The 71.30% of practitioners with no organizational linkage at all represents the dataset's most significant completeness gap. These are practitioners who are enrolled in Medicare but whose organizational affiliations are either not captured in the NPD or have lapsed. Closing this gap - connecting orphaned practitioners to their current organizations - is one of the most valuable enrichment tasks that can be performed on this dataset.
X. The Entrepreneur's Guide: Eight Ventures the NPD Makes Possible
The NPD is not just a dataset. It is infrastructure - the kind of infrastructure that enables an entire generation of applications that were previously impossible or prohibitively expensive to build. The following eight venture categories represent the most direct and defensible opportunities.
1. The Provider Search Engine
The most obvious application is also the most valuable: a consumer-facing provider search engine that is actually comprehensive. Existing provider directories - Zocdoc, Healthgrades, WebMD - are built on proprietary data that is expensive to acquire and difficult to maintain. The NPD provides a free, comprehensive foundation. The value-add is enrichment: layering in accepting-new-patients status (from payer directories or direct provider outreach), appointment availability (from scheduling APIs), patient reviews (from CMS's existing review data), and telehealth availability.
The NPD's 3.49 million location records with 46.64% GPS coverage provide the geographic foundation. The 7.44 million practitioner records with specialty data provide the clinical foundation. The 5.04 million endpoint records provide the interoperability foundation. A search engine built on this data would have coverage that no proprietary directory can match.
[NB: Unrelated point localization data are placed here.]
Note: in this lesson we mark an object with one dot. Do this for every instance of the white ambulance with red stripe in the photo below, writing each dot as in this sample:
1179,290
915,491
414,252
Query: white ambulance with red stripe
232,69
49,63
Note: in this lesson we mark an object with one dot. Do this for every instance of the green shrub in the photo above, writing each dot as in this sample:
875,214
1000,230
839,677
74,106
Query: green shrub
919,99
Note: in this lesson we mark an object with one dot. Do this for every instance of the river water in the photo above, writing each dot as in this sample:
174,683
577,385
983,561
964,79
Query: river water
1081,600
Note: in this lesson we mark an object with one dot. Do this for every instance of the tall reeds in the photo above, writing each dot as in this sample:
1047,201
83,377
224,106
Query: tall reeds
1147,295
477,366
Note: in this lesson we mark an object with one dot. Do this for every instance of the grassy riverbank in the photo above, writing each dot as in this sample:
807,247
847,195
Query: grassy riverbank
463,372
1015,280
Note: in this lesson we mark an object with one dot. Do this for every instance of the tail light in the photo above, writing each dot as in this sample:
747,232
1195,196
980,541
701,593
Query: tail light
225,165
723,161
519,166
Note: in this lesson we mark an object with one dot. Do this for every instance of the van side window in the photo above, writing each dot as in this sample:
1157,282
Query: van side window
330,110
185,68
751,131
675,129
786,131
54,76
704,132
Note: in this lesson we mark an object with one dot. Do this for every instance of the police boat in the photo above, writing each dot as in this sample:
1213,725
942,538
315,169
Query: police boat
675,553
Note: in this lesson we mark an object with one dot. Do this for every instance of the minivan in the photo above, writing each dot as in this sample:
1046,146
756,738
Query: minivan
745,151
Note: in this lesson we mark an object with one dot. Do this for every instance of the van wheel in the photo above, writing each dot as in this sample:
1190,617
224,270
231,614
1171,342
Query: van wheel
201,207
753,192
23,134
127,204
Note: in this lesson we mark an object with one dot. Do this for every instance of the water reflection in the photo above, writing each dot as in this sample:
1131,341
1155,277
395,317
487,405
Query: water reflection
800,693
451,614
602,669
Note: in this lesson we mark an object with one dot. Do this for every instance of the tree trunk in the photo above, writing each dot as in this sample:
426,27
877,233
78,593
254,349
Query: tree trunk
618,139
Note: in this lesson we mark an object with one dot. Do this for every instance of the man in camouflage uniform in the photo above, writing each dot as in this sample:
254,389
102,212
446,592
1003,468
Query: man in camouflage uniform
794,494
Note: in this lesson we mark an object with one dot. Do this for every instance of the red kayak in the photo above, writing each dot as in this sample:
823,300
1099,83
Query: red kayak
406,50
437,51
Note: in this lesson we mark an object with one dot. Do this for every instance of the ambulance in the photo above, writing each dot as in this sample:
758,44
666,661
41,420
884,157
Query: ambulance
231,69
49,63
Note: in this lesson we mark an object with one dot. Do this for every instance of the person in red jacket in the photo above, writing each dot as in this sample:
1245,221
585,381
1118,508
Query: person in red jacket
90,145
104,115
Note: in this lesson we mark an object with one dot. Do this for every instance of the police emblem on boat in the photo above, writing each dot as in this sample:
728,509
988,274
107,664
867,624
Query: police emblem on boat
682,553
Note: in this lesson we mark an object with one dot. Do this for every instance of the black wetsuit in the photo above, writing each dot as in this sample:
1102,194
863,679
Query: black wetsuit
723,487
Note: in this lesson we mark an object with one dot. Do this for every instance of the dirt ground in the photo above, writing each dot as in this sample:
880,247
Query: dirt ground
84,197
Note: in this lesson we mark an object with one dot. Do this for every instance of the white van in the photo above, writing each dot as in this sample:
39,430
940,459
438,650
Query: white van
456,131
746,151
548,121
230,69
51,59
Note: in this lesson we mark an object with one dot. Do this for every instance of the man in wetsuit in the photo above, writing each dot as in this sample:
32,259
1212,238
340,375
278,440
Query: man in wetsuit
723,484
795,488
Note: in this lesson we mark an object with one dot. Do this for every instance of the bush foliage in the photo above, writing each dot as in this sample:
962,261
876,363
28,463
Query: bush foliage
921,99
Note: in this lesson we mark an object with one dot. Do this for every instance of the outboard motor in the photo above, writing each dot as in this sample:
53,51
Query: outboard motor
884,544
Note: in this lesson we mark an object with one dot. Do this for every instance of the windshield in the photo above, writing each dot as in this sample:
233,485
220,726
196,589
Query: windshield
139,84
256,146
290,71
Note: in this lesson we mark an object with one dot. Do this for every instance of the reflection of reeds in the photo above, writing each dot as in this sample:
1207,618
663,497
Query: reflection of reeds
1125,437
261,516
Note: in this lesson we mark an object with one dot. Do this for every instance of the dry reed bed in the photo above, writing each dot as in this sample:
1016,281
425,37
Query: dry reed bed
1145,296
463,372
2. EHR Connectivity Intelligence
The endpoint file is a real-time map of which EHR systems are deployed where. For health IT vendors, this is a sales intelligence tool of extraordinary value. A company selling a clinical decision support module, a revenue cycle management tool, or a patient engagement platform can use the endpoint data to identify every organization running a specific EHR, segment them by geography and size, and prioritize outreach accordingly.
The 12.97% Cerner market share, 8.40% athenahealth share, and 7.38% Epic hosted share are the first population-level EHR market data ever made publicly available. For any company that sells into healthcare, this data is more valuable than any analyst report.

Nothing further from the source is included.